I'm trying to use the Python GZIP module to simply uncompress several .gz files in a directory. Note that I do not want to read the files, only uncompress them. After searching this site for a while, I have this code segment, but it does not work:
import gzip
import glob
import os
for file in glob.glob(PATH_TO_FILE + "/*.gz"):
#print file
if os.path.isdir(file) == False:
shutil.copy(file, FILE_DIR)
# uncompress the file
inF = gzip.open(file, 'rb')
s = inF.read()
inF.close()
the .gz files are in the correct location, and I can print the full path + filename with the print command, but the GZIP module isn't getting executed properly. what am I missing?
If you get no error, the gzip module probably is being executed properly, and the file is already getting decompressed.
The precise definition of "decompressed" varies on context:
I do not want to read the files, only uncompress them
The gzip module doesn't work as a desktop archiving program like 7-zip - you can't "uncompress" a file without "reading" it.

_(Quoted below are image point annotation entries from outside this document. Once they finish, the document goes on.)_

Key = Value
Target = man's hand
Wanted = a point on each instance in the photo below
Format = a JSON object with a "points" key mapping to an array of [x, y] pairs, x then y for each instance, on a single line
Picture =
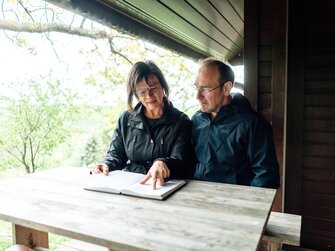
{"points": [[100, 168], [158, 172]]}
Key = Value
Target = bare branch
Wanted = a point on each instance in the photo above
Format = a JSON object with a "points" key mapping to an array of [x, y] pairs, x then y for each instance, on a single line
{"points": [[26, 10], [52, 27], [116, 52]]}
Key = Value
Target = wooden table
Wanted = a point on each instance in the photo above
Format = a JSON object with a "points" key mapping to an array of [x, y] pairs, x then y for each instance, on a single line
{"points": [[200, 216]]}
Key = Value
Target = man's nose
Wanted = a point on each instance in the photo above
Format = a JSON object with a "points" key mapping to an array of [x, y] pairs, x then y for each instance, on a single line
{"points": [[199, 95]]}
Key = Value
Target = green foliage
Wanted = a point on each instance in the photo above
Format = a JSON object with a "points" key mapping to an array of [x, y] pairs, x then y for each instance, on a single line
{"points": [[35, 116], [90, 154]]}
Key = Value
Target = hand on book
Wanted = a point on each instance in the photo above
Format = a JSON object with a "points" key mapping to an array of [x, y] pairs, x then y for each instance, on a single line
{"points": [[158, 172], [100, 168]]}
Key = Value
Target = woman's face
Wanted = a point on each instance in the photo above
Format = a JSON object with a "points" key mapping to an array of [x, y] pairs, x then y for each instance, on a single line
{"points": [[150, 94]]}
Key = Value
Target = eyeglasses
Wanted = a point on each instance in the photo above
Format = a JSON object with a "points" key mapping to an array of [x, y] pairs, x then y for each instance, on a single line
{"points": [[143, 92], [205, 90]]}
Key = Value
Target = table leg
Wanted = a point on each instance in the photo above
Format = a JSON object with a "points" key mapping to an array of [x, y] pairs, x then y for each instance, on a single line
{"points": [[30, 237]]}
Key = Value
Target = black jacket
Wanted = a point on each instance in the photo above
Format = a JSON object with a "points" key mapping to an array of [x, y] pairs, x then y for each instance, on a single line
{"points": [[135, 146], [235, 147]]}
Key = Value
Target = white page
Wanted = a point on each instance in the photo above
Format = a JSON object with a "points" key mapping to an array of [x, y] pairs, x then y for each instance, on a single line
{"points": [[113, 182], [146, 191]]}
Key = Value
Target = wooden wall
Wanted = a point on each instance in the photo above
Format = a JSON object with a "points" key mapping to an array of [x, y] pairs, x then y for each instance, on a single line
{"points": [[265, 68], [290, 79], [310, 161]]}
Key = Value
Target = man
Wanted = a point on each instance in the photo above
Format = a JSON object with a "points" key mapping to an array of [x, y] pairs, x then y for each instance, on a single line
{"points": [[233, 143]]}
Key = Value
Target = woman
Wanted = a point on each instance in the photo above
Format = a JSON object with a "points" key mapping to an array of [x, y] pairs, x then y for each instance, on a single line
{"points": [[154, 138]]}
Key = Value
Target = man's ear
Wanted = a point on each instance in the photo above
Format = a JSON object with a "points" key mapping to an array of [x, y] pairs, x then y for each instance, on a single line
{"points": [[227, 88]]}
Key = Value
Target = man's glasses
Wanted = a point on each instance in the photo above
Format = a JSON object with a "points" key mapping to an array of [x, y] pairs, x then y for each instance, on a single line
{"points": [[205, 90], [143, 92]]}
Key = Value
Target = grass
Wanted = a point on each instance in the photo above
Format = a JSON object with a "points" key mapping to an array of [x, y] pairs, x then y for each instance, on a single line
{"points": [[6, 237]]}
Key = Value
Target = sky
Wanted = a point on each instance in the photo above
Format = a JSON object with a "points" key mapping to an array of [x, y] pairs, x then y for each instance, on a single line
{"points": [[18, 65]]}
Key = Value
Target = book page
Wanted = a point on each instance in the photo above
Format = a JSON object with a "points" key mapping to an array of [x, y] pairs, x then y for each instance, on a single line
{"points": [[146, 191], [114, 182]]}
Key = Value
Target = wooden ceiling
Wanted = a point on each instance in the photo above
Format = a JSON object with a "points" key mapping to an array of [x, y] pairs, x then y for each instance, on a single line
{"points": [[195, 28]]}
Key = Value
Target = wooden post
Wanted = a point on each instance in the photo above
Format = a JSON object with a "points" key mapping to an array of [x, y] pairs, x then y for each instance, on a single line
{"points": [[30, 237]]}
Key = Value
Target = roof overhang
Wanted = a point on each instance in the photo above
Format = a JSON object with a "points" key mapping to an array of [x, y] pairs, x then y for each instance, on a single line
{"points": [[197, 29]]}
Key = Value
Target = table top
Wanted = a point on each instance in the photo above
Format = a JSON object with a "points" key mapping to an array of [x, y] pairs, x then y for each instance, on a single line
{"points": [[200, 216]]}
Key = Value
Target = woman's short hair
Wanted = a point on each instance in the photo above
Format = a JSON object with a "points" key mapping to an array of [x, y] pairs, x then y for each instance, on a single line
{"points": [[142, 70]]}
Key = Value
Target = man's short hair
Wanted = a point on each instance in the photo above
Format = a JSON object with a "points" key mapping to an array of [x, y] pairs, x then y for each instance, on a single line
{"points": [[225, 72]]}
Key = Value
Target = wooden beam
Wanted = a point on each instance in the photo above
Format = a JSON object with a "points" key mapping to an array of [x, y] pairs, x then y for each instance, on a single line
{"points": [[251, 21]]}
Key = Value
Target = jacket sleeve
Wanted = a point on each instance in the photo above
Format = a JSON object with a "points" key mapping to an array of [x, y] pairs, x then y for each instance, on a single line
{"points": [[262, 155], [116, 157], [181, 161]]}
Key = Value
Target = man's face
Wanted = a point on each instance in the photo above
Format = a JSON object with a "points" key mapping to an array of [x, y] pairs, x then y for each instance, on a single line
{"points": [[211, 93]]}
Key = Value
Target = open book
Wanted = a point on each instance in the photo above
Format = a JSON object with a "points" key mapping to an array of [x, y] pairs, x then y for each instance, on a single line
{"points": [[128, 183]]}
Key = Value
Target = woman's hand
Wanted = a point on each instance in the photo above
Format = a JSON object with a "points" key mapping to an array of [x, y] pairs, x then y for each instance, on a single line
{"points": [[100, 168], [158, 172]]}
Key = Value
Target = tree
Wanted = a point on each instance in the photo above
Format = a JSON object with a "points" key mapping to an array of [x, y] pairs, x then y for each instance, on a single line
{"points": [[90, 155], [35, 122], [107, 55]]}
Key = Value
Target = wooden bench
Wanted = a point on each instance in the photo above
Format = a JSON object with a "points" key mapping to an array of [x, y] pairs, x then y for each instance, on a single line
{"points": [[24, 248], [282, 228]]}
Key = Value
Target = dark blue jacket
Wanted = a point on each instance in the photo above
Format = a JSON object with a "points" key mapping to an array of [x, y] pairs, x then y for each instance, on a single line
{"points": [[235, 147], [135, 146]]}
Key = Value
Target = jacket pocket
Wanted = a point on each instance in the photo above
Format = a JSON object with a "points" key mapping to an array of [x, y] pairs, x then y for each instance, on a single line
{"points": [[133, 146]]}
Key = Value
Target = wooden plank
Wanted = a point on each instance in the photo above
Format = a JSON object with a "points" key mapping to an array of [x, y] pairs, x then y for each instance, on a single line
{"points": [[321, 200], [319, 138], [265, 69], [221, 14], [238, 6], [318, 162], [278, 102], [266, 6], [283, 228], [319, 175], [319, 112], [315, 210], [325, 99], [317, 242], [176, 24], [265, 85], [251, 51], [318, 226], [320, 87], [319, 150], [30, 237], [265, 37], [265, 21], [215, 27], [75, 245], [320, 73], [319, 125], [264, 101], [325, 188], [205, 213], [265, 53], [317, 58], [294, 108]]}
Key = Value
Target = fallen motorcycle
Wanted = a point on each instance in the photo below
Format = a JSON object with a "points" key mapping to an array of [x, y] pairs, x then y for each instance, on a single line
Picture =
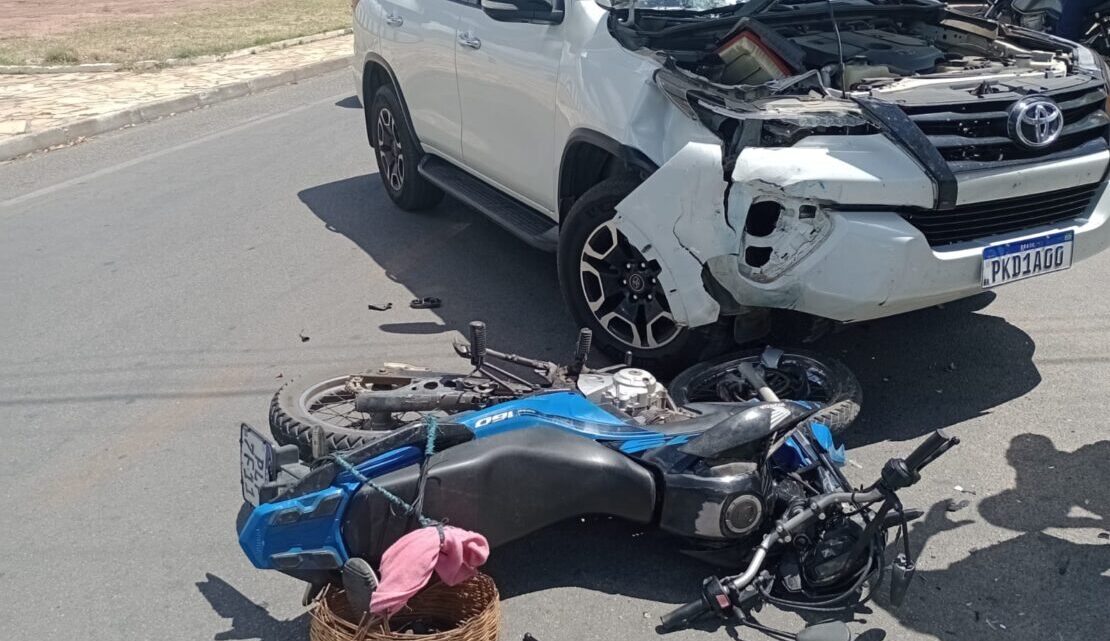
{"points": [[345, 411], [759, 476]]}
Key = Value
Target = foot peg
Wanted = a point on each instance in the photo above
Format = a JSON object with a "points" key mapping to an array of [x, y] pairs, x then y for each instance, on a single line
{"points": [[359, 582]]}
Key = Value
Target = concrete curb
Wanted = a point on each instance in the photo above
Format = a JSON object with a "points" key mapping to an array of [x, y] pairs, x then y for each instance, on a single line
{"points": [[39, 140], [154, 64]]}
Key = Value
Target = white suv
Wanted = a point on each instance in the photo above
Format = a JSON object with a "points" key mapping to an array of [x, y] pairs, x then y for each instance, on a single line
{"points": [[699, 163]]}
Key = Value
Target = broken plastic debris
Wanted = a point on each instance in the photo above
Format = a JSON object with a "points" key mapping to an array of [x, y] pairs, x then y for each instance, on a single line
{"points": [[426, 302], [956, 506]]}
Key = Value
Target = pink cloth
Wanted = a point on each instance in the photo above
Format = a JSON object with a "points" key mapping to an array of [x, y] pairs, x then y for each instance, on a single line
{"points": [[407, 564]]}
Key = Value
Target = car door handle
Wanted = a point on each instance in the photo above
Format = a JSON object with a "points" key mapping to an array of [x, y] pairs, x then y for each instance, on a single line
{"points": [[470, 41]]}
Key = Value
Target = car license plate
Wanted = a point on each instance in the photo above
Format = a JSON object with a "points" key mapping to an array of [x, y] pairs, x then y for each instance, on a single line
{"points": [[1012, 261], [255, 462]]}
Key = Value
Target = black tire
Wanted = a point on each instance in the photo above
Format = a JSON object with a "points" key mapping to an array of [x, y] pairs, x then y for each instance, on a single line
{"points": [[292, 418], [676, 347], [397, 153], [801, 376]]}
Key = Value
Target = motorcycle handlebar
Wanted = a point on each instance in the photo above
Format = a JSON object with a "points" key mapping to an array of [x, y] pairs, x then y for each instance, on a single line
{"points": [[928, 451], [684, 616]]}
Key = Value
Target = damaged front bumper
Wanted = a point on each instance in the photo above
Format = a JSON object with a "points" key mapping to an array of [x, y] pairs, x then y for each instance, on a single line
{"points": [[823, 227]]}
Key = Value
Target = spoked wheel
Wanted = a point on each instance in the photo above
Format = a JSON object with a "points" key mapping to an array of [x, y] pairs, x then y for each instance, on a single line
{"points": [[797, 376], [328, 402], [623, 290]]}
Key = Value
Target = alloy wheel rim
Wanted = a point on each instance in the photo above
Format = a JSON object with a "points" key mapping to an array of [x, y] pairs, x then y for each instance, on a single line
{"points": [[390, 150], [623, 290]]}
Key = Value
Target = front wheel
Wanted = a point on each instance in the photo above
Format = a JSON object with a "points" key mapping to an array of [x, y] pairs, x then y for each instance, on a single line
{"points": [[793, 374], [397, 153], [614, 290]]}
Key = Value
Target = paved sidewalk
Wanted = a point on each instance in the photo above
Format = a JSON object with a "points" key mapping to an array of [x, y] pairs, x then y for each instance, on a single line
{"points": [[40, 111]]}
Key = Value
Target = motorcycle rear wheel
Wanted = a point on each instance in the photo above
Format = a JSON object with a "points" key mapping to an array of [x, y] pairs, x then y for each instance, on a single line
{"points": [[324, 401], [800, 376]]}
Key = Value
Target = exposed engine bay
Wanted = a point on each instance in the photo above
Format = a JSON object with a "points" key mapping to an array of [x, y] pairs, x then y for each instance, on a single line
{"points": [[797, 49]]}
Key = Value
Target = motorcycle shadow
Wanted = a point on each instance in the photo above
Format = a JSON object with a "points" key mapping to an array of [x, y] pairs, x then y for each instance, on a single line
{"points": [[249, 620], [932, 368]]}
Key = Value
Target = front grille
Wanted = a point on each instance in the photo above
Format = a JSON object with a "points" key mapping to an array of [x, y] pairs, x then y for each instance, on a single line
{"points": [[972, 134], [985, 219]]}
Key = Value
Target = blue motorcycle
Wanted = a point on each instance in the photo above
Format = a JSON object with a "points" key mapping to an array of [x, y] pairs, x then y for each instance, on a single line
{"points": [[518, 444]]}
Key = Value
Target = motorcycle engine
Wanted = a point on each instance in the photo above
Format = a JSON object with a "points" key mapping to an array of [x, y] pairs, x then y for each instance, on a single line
{"points": [[632, 390], [828, 562]]}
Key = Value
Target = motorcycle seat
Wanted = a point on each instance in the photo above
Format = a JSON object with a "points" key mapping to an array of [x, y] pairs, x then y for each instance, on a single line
{"points": [[743, 424]]}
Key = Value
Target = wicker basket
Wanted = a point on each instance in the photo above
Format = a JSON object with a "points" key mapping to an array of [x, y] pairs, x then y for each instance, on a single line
{"points": [[470, 611]]}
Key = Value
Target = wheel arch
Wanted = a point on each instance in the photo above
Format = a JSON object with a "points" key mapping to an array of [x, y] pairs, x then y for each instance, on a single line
{"points": [[375, 73], [591, 157]]}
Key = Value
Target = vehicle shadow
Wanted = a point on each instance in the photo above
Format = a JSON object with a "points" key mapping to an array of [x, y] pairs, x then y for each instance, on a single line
{"points": [[249, 620], [1051, 581], [480, 271], [919, 371], [934, 368]]}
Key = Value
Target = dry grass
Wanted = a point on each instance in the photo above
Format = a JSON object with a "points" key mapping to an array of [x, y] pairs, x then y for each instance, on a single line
{"points": [[190, 33]]}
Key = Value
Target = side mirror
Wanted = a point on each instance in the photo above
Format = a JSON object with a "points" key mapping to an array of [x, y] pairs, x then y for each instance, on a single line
{"points": [[531, 11]]}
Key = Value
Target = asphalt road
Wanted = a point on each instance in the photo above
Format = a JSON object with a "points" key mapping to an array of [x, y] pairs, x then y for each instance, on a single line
{"points": [[155, 284]]}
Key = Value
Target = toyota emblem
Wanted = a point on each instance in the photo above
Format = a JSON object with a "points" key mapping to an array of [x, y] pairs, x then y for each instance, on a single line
{"points": [[1035, 121]]}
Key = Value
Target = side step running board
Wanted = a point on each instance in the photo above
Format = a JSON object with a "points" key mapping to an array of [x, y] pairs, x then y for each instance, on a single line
{"points": [[518, 219]]}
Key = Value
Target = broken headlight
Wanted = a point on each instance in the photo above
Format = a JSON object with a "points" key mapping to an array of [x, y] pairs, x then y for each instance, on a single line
{"points": [[788, 131]]}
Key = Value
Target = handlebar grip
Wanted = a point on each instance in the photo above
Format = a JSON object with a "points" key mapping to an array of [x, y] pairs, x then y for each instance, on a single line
{"points": [[683, 617], [477, 343], [937, 442]]}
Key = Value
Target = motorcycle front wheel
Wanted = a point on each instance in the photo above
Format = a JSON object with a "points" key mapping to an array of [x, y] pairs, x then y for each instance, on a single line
{"points": [[791, 374]]}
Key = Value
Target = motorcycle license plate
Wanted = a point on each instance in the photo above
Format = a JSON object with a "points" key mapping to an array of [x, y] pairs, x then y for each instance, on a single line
{"points": [[1013, 261], [255, 462]]}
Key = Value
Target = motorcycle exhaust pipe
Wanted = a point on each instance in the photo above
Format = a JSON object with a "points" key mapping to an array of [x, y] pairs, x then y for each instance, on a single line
{"points": [[415, 401], [757, 382]]}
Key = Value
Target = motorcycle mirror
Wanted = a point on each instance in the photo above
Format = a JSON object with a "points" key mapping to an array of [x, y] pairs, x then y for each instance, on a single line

Note that "reading" (in programming) usually just means "storing (temporarily) in the computer RAM", not "opening the file in the GUI".
What you probably mean by "uncompress" (as in a desktop archiving program) is more precisely described (in programming) as "read a in-memory stream/buffer from a compressed file, and write it to a new file (and possibly delete the compressed file afterwards)"
inF = gzip.open(file, 'rb')
s = inF.read()
inF.close()
With these lines, you're just reading the stream. If you expect a new "uncompressed" file to be created, you just need to write the buffer to a new file:
with open(out_filename, 'wb') as out_file:
out_file.write(s)
If you're dealing with very large files (larger than the amount of your RAM), you'll need to adopt a different approach. But that is the topic for another question.
You're decompressing file into s variable, and do nothing with it. You should stop searching stackoverflow and read at least python tutorial. Seriously.
Anyway, there's several thing wrong with your code:
you need is to STORE the unzipped data in s into some file.
there's no need to copy the actual *.gz files. Because in your code, you're unpacking the original gzip file and not the copy.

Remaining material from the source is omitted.